In the judicial branch, the Foreign Intelligence Surveillance Court plays a crucial role in overseeing NSA’s activities under FISA Section 702. The FISC is comprised of Supreme Court-appointed Article III judges and provides an expressed oversight in NSA’s use of the authority. In my personal opinion, the court applies great rigor in carefully considering all information bearing on lawfulness of the government’s activities authorized by Section 702.
It conducts a comprehensive review of the program every year, as well as, on a continual basis, ensuring incidents of noncompliance are addressed. Over the next year, we, in the Intelligence Community, will be working with our partners to ensure the immense value of FISA Section 702 and the civil liberties and privacy protections built into the authority are clear to Congress and the public. There will be conversation and debate. We welcome that.
Events such as this are an opportunity to engage directly with people who care about these critical issues. So, under Section 702, both national security and civil liberties and privacy are preserved and protected. It is an “and” and not an “or” that connects these two important goals. Neither is compromised for the other. 702 authorities provided exquisite foreign intelligence that is focused on non-U.S. persons outside the United States and specific invaluable insights that protect our nation, intelligence that cannot be obtained through other means.

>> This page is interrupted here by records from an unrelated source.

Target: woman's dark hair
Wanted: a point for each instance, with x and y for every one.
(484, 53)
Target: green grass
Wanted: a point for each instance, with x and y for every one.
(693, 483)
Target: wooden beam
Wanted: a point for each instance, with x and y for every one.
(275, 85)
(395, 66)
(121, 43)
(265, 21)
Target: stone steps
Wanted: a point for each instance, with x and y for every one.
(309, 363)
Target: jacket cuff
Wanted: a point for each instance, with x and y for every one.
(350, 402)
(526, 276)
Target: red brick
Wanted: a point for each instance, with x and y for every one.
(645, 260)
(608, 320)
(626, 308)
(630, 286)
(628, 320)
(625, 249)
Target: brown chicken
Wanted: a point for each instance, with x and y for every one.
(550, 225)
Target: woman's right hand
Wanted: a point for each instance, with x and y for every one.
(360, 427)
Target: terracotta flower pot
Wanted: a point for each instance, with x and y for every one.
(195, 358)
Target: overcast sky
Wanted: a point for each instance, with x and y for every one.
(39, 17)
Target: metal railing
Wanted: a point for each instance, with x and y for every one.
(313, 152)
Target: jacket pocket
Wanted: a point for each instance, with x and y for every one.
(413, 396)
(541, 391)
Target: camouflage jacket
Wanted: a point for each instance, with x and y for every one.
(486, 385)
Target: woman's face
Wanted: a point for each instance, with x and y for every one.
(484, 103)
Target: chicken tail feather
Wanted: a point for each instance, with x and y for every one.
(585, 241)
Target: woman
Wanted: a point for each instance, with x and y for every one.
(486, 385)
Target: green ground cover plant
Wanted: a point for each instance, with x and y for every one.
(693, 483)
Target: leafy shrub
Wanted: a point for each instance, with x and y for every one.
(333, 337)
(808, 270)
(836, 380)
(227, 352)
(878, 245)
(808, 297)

These authorities are executed by trusted Intelligence Community personnel that are rigorously trained and certified, self-report when and if they make errors and operate under oversight from every branch of our government. This oversight provides the verification necessary to demonstrate the Intelligence Community’s lawful and appropriate use of Section 702, allowing us to carry out our crucial work while ensuring our rights as American citizens are protected. Thank you very much for the opportunity to talk with you about this important topic. I look forward to our forthcoming discussions.
(End of speech.)
Updated transcript Jan 17, 2023 to accurately reflect remarks.